Türklerin “sukuk” aşkı yeni mi?
Bizde arada sırada “sukuk” aşkı depreşir. Hükümet 2003 yılında sukuk ile borçlanmaya niyetlenmişti.
Yedi yıl önce Milliyet Ekonomi’de Nedim Şener, kamuya (halka) ait malların, mülklerin bir varlık şirketine devredileceğini, bu mallar mülkler karşılığı “İslam Bonosu” bastırılacağını, bu bonoların Araplara satılacağını yazdı. Kamu (halk), mülkiyetini devrettiği mala ve mülke kira ödeyecek, bu kira bedeli de faiz yerine İslam Bonosu satın alan Araplara gidecekti... Araplara ödenecek kiranın belli bir faiz gelirinin altına düşmeyeceğinin garantisi de, bu isin “takiye”sini teşkil edecekti.

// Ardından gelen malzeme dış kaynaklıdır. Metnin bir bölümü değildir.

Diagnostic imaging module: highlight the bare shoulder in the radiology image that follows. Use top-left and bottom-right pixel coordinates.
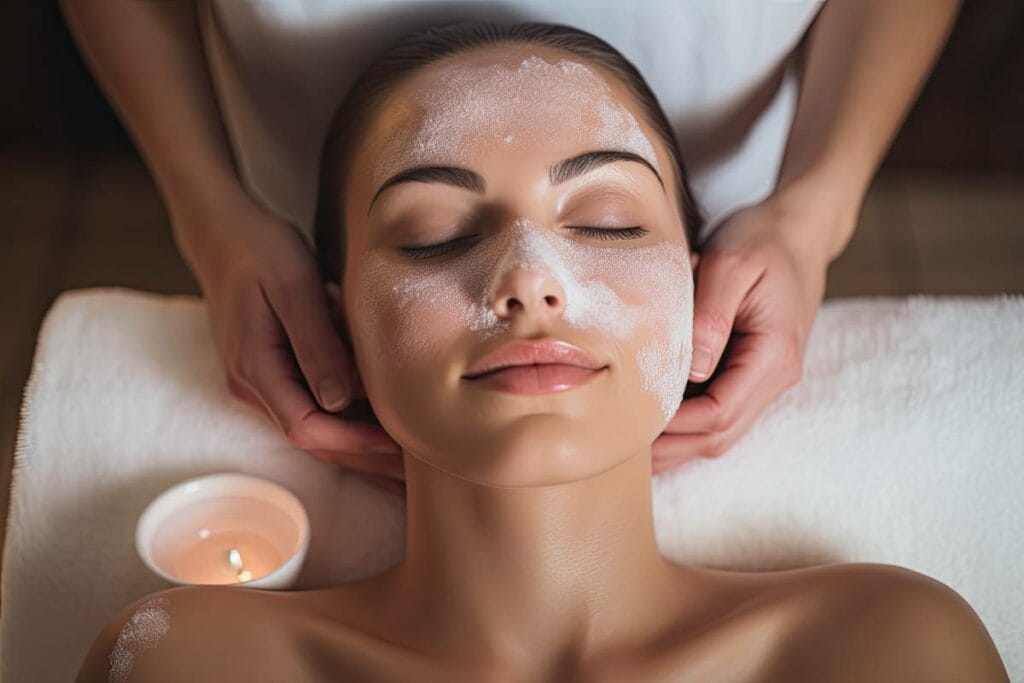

Unuttuğumuz SPK araçları var
Sermaye piyasası denilince hisse senedinden başka aracı düşünemez olduk. Özel sektör kuruluşlarının yararlanabileceği çok sayıda araç var. Bono, tahvil, hisse senediyle değiştirilebilir tahvil, varlığa dayalı menkul kıymet, katılma intifa senetleri, kâra iştirakli tahvil, ipotekli borç ve irat senetleri, finansman bonosu, banka bonosu ve banka garantili bono, daha önceleri sermaye piyasasında kullanılan ama sonra unutulan araçlar.
Bunlara “sukuk”un eklenmesinin zararı yok ama “sukuk“u kurtarıcı görmek yanlış olur. Çünkü zaten iyi işleyen faizsiz bankacılık yapan katılım bankaları sistemine sahibiz. Banka sistemi ve özel sektör kuruluşları istedikleri zaman istedikleri miktarda dış kredi bulabiliyor.
Daha fazla borçlanmaya çalışacak yerde kendi kendimize yeter olmaya bakalım.
Bizim tek derdimiz ”borçlanmak” olmamalı. “IMF ne kadar para verir? IMF para vermezse nereden borçlanırız? Körfez sermayesini nasıl çekeriz?” diye dertleneceğimize, borçlanmadan yaşamaya bakalım.
Biz hep “el parası” ile mi yaşayacağız? Fırsat bu fırsat... Kriz sonu döviz açığımızı küçük tutmanın yollarını arasak daha iyi olmaz mı? Daha az ithalat, daha çok ihracat yaparak, üretimi coşturarak döviz açığımızı küçültsek, “Körfez ülkelerinden daha fazla nasıl borçlanırız?” diyerek formüller aramaya gerek kalmaz.